If you are concerned about recall of the true nearest neighbor (k=1), in many datasets I've seen (especially large ones) in float32 the distance from a query vector to candidate nearest neighbor vectors may only differ by some thousands of ULPs when performing brute force search, which if done in float16 would result in the true nearest neighbor being the same as (or perhaps behind even, due to rounding error) other proximate vectors. If you are performing approximate lookup and you have the luxury of performing reranking (you store the compressed / approximate index for lookup, but return a larger candidate set like k=100 or k=1000 and refine the results based on true distances computed from the uncompressed vectors via brute-force, so you have to keep all the original vectors around) then this problem can go away.

If however you are looking at recall@100 (is the true nearest neighbor reported within the top k=100) or set intersection (of the k=100 approximate nearest neighbors, how much overlap is there with the true set of the 100 nearest neighbors), then this doesn't matter as much.

Certainly a lot of the options in the Faiss library are geared towards compression and quantization anyways (e.g., storing a billion high-dimensional vector dataset in 8/16 GB of memory) so this is a tradeoff as with everything else.

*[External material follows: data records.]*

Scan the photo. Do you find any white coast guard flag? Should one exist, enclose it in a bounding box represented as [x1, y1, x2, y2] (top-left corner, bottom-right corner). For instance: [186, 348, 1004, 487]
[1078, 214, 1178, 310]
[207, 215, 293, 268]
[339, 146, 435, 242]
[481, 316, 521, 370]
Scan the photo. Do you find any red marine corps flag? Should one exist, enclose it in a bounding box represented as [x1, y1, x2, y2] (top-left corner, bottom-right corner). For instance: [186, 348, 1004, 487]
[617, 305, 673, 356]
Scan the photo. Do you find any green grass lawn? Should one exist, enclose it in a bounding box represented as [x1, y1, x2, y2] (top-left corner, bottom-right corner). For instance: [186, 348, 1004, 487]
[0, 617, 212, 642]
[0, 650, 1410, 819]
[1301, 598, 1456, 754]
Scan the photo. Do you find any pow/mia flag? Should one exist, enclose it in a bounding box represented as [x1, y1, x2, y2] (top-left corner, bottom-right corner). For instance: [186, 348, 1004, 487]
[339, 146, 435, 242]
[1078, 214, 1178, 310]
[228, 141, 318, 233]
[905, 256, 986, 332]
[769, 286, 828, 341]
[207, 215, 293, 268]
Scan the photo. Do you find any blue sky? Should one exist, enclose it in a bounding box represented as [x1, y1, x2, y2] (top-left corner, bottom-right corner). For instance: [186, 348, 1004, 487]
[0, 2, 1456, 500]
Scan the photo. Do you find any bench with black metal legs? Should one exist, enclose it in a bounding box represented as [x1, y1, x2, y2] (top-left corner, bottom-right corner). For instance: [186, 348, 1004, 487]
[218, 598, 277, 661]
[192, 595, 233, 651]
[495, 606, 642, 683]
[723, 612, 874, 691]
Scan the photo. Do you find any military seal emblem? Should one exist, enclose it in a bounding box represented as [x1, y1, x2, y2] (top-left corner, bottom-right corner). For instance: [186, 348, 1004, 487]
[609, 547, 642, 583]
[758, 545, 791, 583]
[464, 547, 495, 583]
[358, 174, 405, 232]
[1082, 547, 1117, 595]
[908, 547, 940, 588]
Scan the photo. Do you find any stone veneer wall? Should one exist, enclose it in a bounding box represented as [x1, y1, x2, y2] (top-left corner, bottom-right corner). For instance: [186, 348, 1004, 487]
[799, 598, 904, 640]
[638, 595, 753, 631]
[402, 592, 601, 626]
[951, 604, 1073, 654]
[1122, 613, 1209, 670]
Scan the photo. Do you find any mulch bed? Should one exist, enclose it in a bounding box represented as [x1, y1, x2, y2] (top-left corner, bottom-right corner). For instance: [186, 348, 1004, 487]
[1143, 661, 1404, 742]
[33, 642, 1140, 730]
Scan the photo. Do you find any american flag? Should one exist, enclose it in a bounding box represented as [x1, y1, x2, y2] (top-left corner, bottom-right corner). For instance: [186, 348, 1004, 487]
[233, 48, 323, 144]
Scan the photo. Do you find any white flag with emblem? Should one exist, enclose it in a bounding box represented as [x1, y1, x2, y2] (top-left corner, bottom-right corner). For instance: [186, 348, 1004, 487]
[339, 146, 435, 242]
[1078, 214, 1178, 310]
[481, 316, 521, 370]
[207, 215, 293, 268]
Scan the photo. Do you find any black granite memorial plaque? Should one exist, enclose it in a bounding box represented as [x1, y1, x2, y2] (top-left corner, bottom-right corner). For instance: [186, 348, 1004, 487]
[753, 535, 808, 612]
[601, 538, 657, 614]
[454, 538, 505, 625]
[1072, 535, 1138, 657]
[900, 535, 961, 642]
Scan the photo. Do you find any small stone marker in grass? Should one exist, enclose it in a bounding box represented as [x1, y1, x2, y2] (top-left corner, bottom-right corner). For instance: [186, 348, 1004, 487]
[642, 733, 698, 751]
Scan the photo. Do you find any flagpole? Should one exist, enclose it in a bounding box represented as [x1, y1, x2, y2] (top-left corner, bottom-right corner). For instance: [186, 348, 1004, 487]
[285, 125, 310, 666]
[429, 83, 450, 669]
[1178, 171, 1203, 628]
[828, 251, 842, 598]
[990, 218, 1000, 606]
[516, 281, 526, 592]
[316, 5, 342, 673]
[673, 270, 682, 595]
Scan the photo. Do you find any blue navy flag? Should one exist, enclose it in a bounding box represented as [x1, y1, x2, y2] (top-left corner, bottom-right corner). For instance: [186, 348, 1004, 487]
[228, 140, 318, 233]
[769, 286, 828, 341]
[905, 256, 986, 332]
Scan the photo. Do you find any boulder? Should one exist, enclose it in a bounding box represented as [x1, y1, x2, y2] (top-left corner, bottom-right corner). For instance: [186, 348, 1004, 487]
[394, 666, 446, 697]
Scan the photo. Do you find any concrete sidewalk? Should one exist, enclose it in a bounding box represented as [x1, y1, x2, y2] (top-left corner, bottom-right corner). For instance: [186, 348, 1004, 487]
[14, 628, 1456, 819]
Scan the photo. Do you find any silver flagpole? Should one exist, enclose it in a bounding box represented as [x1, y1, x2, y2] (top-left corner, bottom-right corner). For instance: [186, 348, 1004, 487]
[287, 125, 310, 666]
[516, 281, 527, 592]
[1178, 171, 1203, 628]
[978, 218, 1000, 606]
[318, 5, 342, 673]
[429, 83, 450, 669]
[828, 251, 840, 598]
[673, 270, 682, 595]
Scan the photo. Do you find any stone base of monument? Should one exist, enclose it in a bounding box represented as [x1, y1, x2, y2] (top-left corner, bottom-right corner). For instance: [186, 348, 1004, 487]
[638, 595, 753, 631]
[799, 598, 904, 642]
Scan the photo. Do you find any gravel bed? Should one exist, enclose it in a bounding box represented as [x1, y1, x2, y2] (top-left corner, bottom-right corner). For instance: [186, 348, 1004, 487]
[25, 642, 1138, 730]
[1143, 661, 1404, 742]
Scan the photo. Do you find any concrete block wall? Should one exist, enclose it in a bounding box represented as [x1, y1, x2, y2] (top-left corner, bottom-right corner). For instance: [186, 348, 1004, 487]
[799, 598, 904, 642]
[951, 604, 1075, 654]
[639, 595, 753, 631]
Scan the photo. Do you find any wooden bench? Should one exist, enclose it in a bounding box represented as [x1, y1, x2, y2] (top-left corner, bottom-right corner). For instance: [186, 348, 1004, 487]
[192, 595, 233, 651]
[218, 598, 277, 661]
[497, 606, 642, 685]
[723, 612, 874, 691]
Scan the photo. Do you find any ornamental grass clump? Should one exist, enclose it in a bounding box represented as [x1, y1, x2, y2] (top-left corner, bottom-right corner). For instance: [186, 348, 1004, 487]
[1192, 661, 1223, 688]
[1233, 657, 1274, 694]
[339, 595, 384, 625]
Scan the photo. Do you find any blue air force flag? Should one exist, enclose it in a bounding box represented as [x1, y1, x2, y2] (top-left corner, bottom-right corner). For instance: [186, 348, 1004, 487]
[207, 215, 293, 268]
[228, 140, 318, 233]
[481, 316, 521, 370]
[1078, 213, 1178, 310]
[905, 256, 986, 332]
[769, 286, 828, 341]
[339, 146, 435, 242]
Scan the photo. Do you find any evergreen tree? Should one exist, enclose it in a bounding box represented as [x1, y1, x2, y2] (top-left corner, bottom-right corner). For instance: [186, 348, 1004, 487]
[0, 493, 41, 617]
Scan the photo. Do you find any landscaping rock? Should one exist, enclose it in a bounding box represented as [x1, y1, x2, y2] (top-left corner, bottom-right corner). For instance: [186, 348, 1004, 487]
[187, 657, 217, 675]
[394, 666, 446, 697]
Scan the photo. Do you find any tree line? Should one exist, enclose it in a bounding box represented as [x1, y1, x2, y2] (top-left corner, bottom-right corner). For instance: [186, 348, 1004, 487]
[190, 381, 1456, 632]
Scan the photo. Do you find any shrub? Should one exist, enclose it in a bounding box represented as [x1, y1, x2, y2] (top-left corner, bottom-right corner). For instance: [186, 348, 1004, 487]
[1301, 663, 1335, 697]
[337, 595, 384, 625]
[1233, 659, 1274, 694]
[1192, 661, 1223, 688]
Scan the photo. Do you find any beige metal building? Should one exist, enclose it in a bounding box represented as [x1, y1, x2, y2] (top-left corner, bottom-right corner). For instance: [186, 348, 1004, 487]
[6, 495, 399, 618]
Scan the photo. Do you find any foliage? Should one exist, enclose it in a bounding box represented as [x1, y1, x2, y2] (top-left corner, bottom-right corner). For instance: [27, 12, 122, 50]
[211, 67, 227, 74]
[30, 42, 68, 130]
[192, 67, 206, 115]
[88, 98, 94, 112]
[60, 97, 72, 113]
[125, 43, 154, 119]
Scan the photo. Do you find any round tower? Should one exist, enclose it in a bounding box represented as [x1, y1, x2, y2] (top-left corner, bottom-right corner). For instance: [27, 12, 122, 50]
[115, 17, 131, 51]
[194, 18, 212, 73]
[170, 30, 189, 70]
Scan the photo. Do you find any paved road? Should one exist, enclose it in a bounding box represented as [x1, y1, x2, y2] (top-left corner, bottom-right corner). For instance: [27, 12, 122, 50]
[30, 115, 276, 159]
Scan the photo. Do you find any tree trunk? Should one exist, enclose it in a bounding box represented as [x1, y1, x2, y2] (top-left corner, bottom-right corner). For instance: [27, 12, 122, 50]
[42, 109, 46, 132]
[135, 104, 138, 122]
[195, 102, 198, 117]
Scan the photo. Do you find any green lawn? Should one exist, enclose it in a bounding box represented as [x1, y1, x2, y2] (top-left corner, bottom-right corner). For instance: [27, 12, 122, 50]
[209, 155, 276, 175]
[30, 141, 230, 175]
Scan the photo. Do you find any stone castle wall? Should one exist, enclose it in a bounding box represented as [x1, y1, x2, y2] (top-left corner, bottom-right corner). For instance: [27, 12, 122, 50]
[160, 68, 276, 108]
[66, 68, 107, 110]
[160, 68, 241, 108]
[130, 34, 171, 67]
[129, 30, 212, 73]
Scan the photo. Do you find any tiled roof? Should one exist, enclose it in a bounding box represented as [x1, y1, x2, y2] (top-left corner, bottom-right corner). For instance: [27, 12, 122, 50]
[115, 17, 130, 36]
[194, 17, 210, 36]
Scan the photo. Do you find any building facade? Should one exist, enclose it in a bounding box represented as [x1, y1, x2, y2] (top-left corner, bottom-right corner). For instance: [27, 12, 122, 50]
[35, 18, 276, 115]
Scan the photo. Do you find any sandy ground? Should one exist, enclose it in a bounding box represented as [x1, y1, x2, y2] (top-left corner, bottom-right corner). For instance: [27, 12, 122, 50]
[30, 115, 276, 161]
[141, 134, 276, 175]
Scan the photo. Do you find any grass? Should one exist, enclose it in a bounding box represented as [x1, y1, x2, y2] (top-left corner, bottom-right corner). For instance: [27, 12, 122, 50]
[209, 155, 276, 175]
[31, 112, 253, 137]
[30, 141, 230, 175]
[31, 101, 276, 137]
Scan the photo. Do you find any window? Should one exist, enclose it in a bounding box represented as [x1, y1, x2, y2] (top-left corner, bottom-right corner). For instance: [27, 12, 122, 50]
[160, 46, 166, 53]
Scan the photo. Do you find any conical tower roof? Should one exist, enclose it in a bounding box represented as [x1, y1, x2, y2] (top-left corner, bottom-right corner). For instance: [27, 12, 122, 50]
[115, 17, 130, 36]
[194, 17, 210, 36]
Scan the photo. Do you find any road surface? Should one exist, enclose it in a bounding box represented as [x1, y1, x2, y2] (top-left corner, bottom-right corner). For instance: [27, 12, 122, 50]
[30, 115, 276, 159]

In Faiss there are the scalar quantizer indexes which do store vectors in int4/int8 etc for which int8 GEMM (accumulate in int32) would be great, but using this would require that the query vector itself be quantized to int4/int8 as well. This is the difference between "asymmetric distance computation" (ADC) where you compute the distance between int4 encoded vectors (or product quantized encoded vectors, etc) versus a float32 query vector, where we reconstruct the database vectors in floating point and compare in floating point, versus symmetric distance computation (you have to convert the query vector to int4 say, and compare in the quantized regime). ADC tends to work a lot better than symmetric computation, so this is why we don't use pure int8 GEMM, but maybe in many applications (NN inference, say, instead of image database search) the non-ADC comparison would be ok.

1 comments

Thanks for the very helpful and detailed reply!